Eu já ouvi algumas das estórias do Mestre pela boca de um de seus discípulos, o Lelo, meu amigo e parceiro de trabalho, mas mesmo ele sendo um discípulo exemplar, e contando de boca cheia e com riqueza de detalhes, não me sinto apto a repetir as estórias por aqui. Pesquisando alguns artigos do Mestre achei esse depoimento dele próprio no site de 100 anos da imigração japonesa, clique aqui para ver o site. Vale à pena conferir essa vida de conhecimento.
“Nasci no mês em que a guerra começou, a guerra contra a China. Cem dias depois, meu pai faleceu. Conheço meu pai só através de foto. A família toda morava na casa da minha avó, mãe do meu pai. Era em Nagasaki, no Japão, mas fora do centro.

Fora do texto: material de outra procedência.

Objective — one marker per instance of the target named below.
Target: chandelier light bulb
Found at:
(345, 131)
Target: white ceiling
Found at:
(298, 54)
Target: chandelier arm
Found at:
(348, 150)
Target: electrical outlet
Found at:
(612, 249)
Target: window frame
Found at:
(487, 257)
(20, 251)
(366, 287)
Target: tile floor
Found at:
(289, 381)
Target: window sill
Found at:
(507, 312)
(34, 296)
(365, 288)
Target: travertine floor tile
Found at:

Minha lembrança mais antiga é de quando eu tinha 6 anos. Foi uma briga. Não lembro o motivo, mas sei que era contra um adulto. A gente tinha uma espada em casa, que era do meu pai. E eu lembro que fiquei tão bravo que apanhei a espada e queria ir lá cortar a pessoa! Mas eu nem conseguia levantar a espada, de tão pesada que era.

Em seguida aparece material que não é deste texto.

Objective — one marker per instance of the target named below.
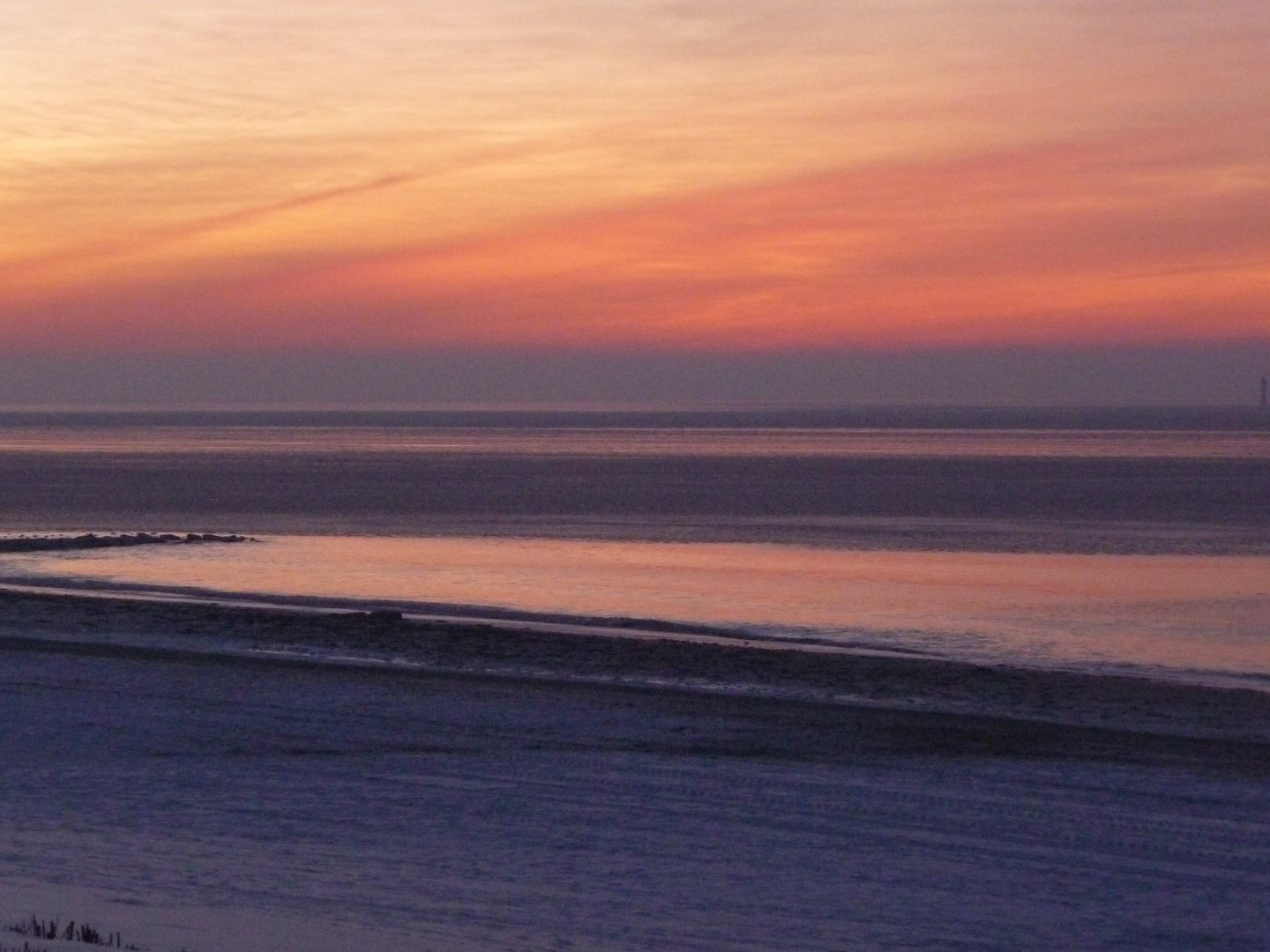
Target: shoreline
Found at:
(1010, 709)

Com 8 anos, conheci a bomba atômica. Foi no dia 9 de agosto. A gente estava no sítio da família, a 3 quilômetros de onde ela caiu. Nagasaki tem duas montanhas grandes. A bomba caiu no meio e eu estava do outro lado. Eu e meu irmão estávamos brincando numa área de plantações, em uns terraços na encosta da montanha. Quando a bomba explodiu, nós sentimos um vento muito forte, igual tufão. Eu e meu irmão batemos na parede e ficamos meio desmaiados. Em Urakami, onde a bomba caiu, estava tudo escuro, aquela fumaça. E a gente via pedaços de madeira, de casas, voando no ar. O telhado da nossa casa voou todo. A casa ficou pelada.

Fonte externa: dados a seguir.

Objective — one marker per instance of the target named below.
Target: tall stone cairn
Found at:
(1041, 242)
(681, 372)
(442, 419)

Depois de oito dias, eu fui lá procurar o meu tio, que trabalhava em Urakami. Antes não podia ir, tinha polícia que não deixava. Mas eu não encontrei o corpo do meu tio. Só o braço. Estava todo preto, mas dava pra ver a tatuagem com o nome dele. Por isso a gente conseguiu identificar. Na época muita gente tatuava o nome. Se morresse, os outros saberiam quem era. Aí peguei o braço do meu tio, botei nas costas, levei pra minha casa e nós queimamos. Eu não tinha medo. Fuçava no meio de gente morta, fedendo, e não tinha medo. A gente lembra agora, dá arrepio no corpo. Eu não teria coragem de fazer isso hoje.
Depois da bomba, comecei a treinar judô e caratê. Eu queria me vingar, queria matar americano. Quando um americano passava, a gente apontava bambu de três, quatro metros de comprido, e dizia que ia matar ele. Meus tios tinham uma academia de polícia, e eu fui lá estudar artes marciais. Judô eu já estava autorizado a estudar, mas caratê não. Eu estudava escondido.
Ao mesmo tempo, eu tinha um tio que era pintor. Ele tinha uma academia de pintura, e com 10 anos comecei a estudar com ele. Chamava-se Taketaro Noda, é uma pessoa muito conhecida no Japão. Pintou muitas imagens sobre a guerra. Com ele, entrei firme na pintura. Dormia lá, comia lá, ajudava meu tio. Ele pesava 248 kg, e não conseguia deitar de tão gordo que era. Ele dormia sentado.”
Obviamente o mestre fez um pequeno resumo de seus 74 anos, dentre a vida os últimos 10 anos foram dedicados a sua escola Shunkun no Brasil na cidade de São Paulo, onde oferece cursos e técnicas diversas.




Ito chegou ao Brasil em 1955 para passar uns meses que se transformaram em 23 anos, montou um estúdio de desenho, trabalhou para grandes agências de publicidade e ilustrou manuais de carros para a indústria automobilística. Esse tipo do desenho exige técnica e precisão em uma espécie de raio-x onde os detalhes da parte externa e da mecânica do veículo são exatas. Criou também, uma série de logomarcas, muitas delas ainda em uso, como a do Café do Ponto.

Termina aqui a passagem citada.